Paul and Webber, who together ran the popular Sans Souci Music Hall on Third Avenue at 13th Street, had previously been involved in a violent dispute with Rosenthal after Rosenthal arranged a New York City Police Department raid on that club and subsequently took over the nearby Hesper Club on Second Avenue. Their rivalry eventually resulted in Webber being attacked and severely beaten by two members of Jack Zelig's criminal organization. Zelig was called "the right hand man of Sam Paul" by the New York Times.
When Harry Horowitz and Lefty Louis Rosenberg were arrested in September 1912 and charged with killing Rosenthal, rumors circulated to the effect that Paul had paid for their attorney, former magistrate Charles Wahle. Horowitz, Rosenberg, Wahle, and Paul denied that this was the case. Paul was held as a material witness and was one of several gangland figures who testified at the trial of Charles Becker later that year. Partly as a result of his testimony, Becker was convicted of Rosenthal's murder and was executed in 1915. He is the only New York City police officer to have been executed.
As a result of the publicity created by the Rosenthal murder, NYC Police Commissioner Rhinelander Waldo opened an investigation into Sam Paul, the Sam Paul Association, and their connections with government officials at various levels. He supplied New York City mayor William Jay Gaynor with a list of 62 names of alleged members of the Association. The investigation linked Paul with politicians, including Samuel S. Koenig and his brother Morris. According to the New York Times report:
Paul is said to be a follower of the political fortunes of Samuel S. Koenig, Chairman of the Republican County Committee, whose home is on the east side. He is also said to be the head of a powerful gang of knife and gun fighters.

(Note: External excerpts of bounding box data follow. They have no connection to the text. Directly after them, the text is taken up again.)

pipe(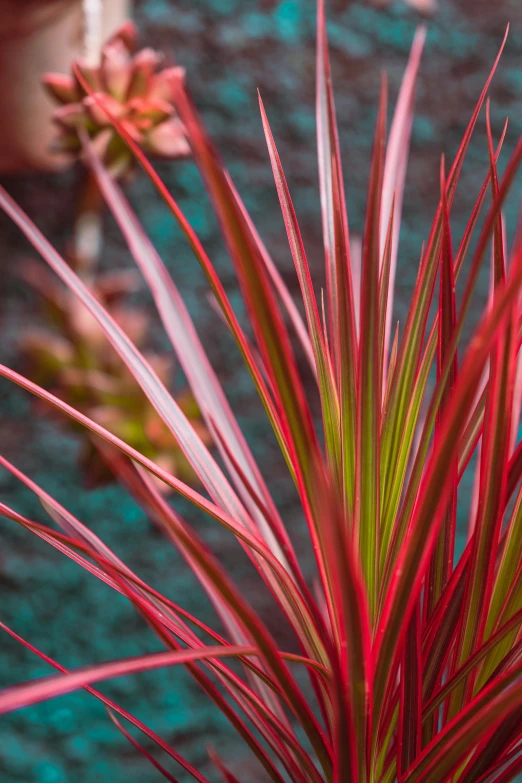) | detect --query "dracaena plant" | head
[17,242,210,491]
[0,0,522,783]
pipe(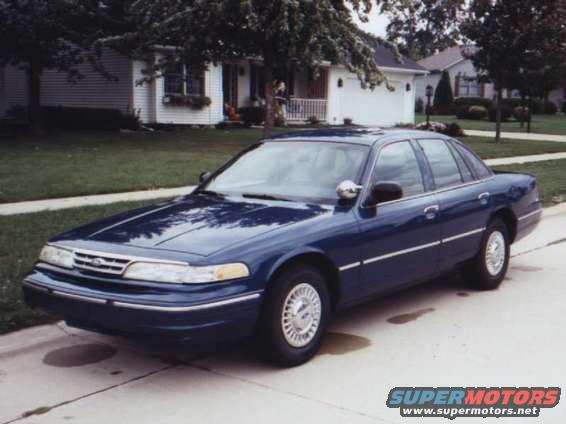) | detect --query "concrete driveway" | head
[0,208,566,424]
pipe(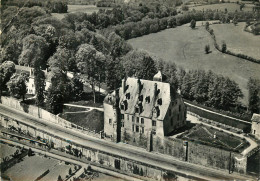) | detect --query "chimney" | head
[154,83,157,97]
[137,78,142,94]
[122,78,126,93]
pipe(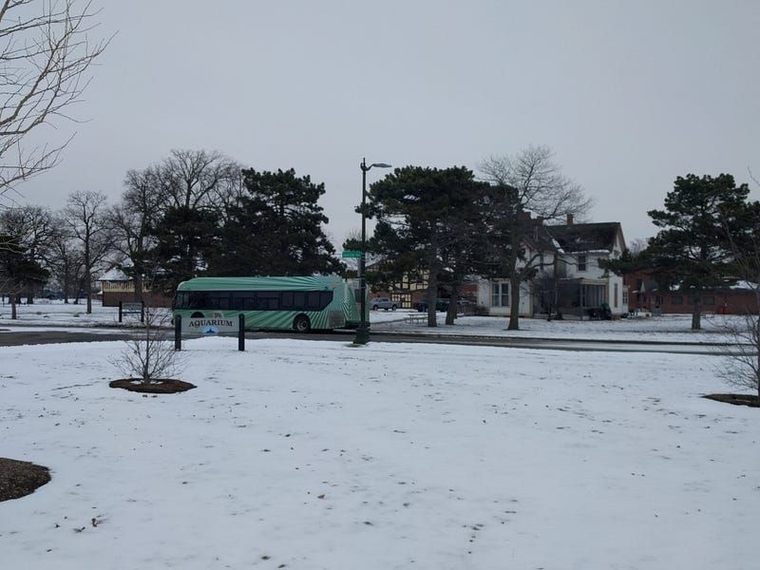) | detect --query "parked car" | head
[414,299,473,313]
[415,299,449,313]
[369,297,398,311]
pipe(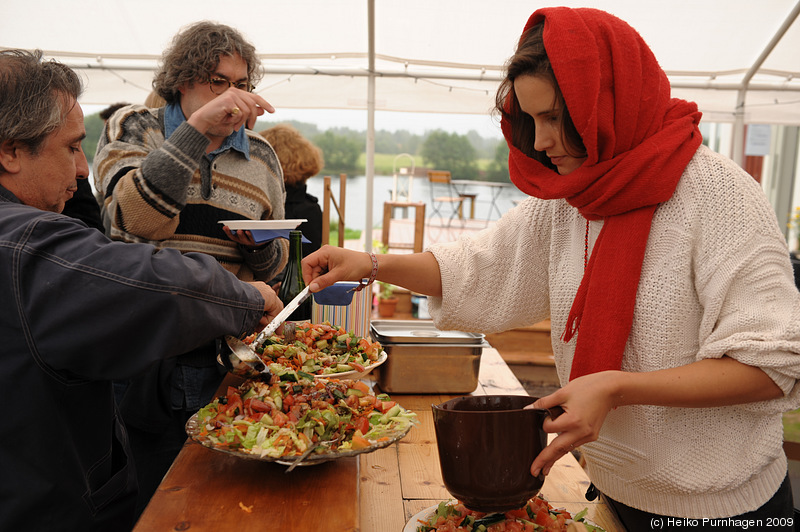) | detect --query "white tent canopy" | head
[6,0,800,125]
[0,0,800,240]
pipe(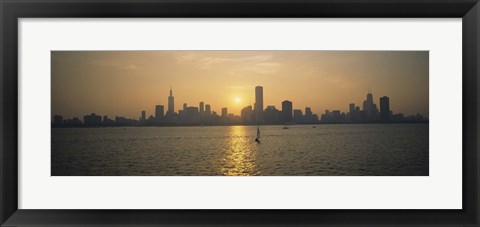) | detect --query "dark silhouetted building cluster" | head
[52,86,428,127]
[320,90,428,124]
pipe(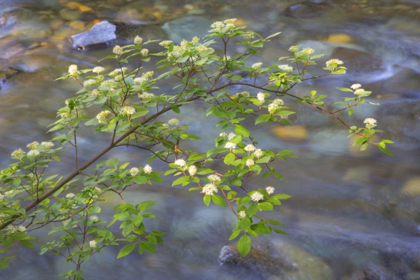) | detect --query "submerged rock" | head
[0,64,19,89]
[219,242,333,280]
[163,15,212,43]
[71,21,166,50]
[219,246,296,276]
[284,1,334,19]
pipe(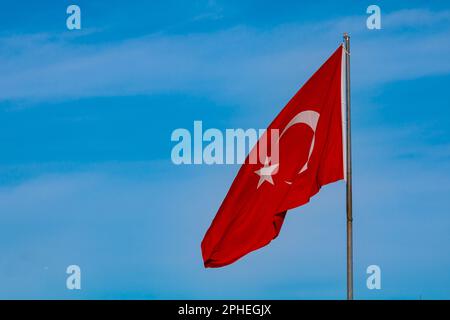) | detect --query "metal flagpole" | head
[344,33,353,300]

Both Koenigs denied these allegations. In separate statements the brothers mentioned Paul's membership in Tammany Hall as probative of their claims that Paul was a member of the Democratic Party, and, as such, unlikely to have associated with them.
After the Rosenthal case
Paul married after the trial and had a daughter, Dorothy, who was born in 1918. After his first wife died, Paul married Lena Solomon. Although he had amassed a considerable fortune during his life (earning thousands from poolrooms, cafes, cabaret, restaurants and other establishments), Paul worked as a manager for a cabaret club in his later years and was nearly bankrupt according to a number of his associates in East Side Manhattan. He remarked to Sigmund Schwartz, a personal friend and owner of Schwartz's Undertaking Parlors, "You'll get me pretty soon, now. My health is gone and so is my money". Indeed, Paul was seriously ill for three weeks before his death from nephritis at his East Eighteenth Street home on January 10, 1927. His funeral was held the following morning at Schwartz's parlor on Fifth Street, near Second Avenue, and buried at Mount Hebron Cemetery. According to the New York Times, 2000 people attended Paul's funeral. Illiam Berkowitz, a friend of Paul's, was quoted as saying that Paul was a "square gambler and a philanthropist."